Automated Utterance Labeling of Conversations Using Natural Language Processing
Maria Laricheva, Chiyu Zhang, Yan Liu, Guanyu Chen, Terence Tracey,, Richard Young, Giuseppe Carenini

TL;DR
This paper presents an NLP-based automated utterance labeling system for psychological conversations, addressing challenges like multilabel classification and limited data, and demonstrates its effectiveness compared to human labels.
Contribution
It introduces a deep learning approach with domain adaptation and a hierarchical labeling system tailored for psychological conversational data, improving automation and analysis.
Findings
RoBERTa-CON outperforms other machine learning methods
Hierarchical labeling aids strategic data analysis
Automated labels are comparable to human labels in accuracy
Abstract
Conversational data is essential in psychology because it can help researchers understand individuals cognitive processes, emotions, and behaviors.
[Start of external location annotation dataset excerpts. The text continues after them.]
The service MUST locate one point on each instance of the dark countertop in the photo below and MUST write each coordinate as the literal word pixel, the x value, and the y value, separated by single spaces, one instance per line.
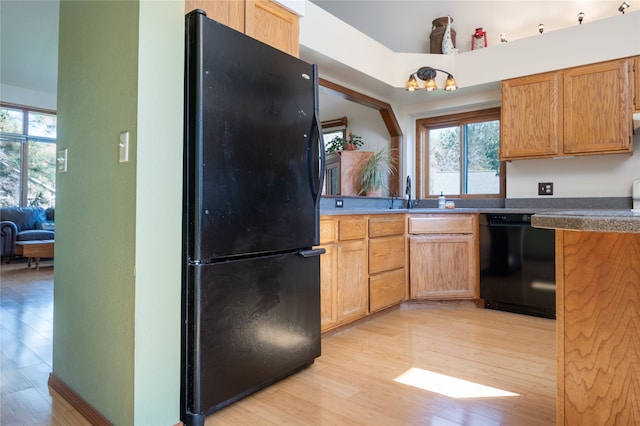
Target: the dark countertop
pixel 624 221
pixel 338 211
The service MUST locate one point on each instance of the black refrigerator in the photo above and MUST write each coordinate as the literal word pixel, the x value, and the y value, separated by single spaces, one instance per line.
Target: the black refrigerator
pixel 253 171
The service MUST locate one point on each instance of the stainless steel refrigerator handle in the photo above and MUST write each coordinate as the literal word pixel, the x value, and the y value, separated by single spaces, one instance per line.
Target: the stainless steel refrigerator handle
pixel 312 252
pixel 317 134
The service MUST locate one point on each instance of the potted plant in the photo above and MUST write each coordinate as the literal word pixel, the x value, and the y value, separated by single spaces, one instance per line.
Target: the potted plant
pixel 374 176
pixel 340 144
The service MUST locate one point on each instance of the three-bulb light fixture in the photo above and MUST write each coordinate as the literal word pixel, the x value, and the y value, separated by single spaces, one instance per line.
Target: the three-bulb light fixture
pixel 428 75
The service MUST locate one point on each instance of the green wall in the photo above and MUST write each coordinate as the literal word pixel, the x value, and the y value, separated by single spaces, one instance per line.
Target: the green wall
pixel 117 266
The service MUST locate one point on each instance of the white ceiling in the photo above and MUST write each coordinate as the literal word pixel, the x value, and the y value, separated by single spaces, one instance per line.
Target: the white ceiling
pixel 404 26
pixel 29 28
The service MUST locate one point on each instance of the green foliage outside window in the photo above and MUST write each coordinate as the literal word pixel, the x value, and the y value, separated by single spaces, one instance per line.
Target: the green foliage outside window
pixel 27 157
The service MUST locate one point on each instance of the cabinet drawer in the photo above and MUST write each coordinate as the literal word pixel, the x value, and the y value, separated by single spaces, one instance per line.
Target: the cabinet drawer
pixel 386 254
pixel 386 289
pixel 353 229
pixel 441 224
pixel 328 231
pixel 383 227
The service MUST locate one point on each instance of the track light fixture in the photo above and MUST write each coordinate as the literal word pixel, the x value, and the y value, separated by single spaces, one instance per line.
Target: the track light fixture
pixel 428 75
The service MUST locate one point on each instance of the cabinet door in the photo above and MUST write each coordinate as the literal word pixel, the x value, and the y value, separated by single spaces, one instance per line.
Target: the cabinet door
pixel 531 116
pixel 273 25
pixel 386 254
pixel 328 287
pixel 442 266
pixel 227 12
pixel 353 291
pixel 597 108
pixel 386 289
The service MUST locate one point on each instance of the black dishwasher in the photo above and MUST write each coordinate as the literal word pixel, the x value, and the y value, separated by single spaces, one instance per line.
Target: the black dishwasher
pixel 517 265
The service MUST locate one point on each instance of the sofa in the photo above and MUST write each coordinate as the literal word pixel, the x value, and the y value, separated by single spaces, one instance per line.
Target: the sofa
pixel 24 224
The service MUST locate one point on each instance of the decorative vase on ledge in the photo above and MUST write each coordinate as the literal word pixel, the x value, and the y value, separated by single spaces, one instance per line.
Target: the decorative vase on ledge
pixel 437 34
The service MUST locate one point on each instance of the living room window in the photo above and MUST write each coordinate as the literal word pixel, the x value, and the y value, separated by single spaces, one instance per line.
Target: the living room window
pixel 27 156
pixel 457 155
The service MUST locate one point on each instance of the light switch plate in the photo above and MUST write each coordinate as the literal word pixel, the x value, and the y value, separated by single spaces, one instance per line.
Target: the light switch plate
pixel 61 161
pixel 124 146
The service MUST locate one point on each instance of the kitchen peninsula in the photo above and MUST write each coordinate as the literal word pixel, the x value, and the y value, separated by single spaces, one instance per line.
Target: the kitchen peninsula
pixel 598 315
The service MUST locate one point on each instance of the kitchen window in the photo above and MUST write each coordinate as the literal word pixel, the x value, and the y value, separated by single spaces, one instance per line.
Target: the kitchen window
pixel 457 155
pixel 27 156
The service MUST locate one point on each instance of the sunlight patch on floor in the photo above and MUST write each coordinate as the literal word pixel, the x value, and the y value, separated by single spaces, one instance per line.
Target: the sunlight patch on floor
pixel 447 385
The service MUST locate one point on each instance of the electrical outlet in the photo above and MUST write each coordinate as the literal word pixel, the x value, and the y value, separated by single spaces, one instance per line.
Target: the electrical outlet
pixel 545 188
pixel 61 161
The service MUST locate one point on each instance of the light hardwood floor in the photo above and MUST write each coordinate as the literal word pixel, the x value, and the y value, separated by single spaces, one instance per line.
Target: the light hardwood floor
pixel 26 327
pixel 352 383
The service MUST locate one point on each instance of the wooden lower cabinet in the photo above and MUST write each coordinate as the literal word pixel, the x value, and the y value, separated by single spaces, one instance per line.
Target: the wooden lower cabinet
pixel 441 266
pixel 387 260
pixel 344 293
pixel 386 289
pixel 443 256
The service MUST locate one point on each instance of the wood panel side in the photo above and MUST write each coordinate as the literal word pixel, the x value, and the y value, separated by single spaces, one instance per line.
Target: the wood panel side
pixel 601 295
pixel 636 83
pixel 328 287
pixel 353 285
pixel 560 327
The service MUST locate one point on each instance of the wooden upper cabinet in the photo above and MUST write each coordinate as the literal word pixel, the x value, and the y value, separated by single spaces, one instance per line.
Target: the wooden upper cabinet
pixel 576 111
pixel 263 20
pixel 597 108
pixel 227 12
pixel 272 24
pixel 531 121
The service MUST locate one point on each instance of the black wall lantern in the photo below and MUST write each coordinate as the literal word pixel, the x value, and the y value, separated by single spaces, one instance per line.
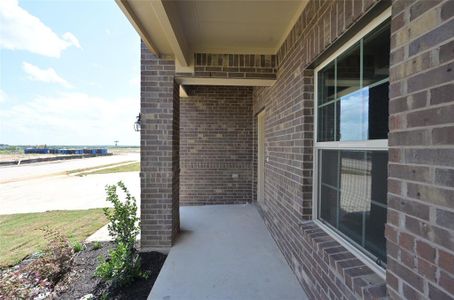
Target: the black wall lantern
pixel 137 123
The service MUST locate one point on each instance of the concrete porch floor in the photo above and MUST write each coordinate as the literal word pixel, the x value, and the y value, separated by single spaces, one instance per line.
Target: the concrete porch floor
pixel 225 252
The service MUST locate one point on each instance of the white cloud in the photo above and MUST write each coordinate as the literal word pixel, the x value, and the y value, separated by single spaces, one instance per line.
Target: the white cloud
pixel 22 31
pixel 2 96
pixel 70 119
pixel 45 75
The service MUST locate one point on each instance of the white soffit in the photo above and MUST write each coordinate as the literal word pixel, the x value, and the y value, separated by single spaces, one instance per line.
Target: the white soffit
pixel 180 28
pixel 238 26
Utterance labelling is a common strategy for analyzing this type of data. The development of NLP algorithms allows researchers to automate this task. However, psychological conversational data present some challenges to NLP researchers, including multilabel classification, a large number of classes, and limited available data. This study explored how automated labels generated by NLP methods are comparable to human labels in the context of conversations on adulthood transition. We proposed strategies to handle three common challenges raised in psychological studies. Our findings showed that the deep learning method with domain adaptation (RoBERTa-CON) outperformed all other machine learning methods; and the hierarchical labelling system that…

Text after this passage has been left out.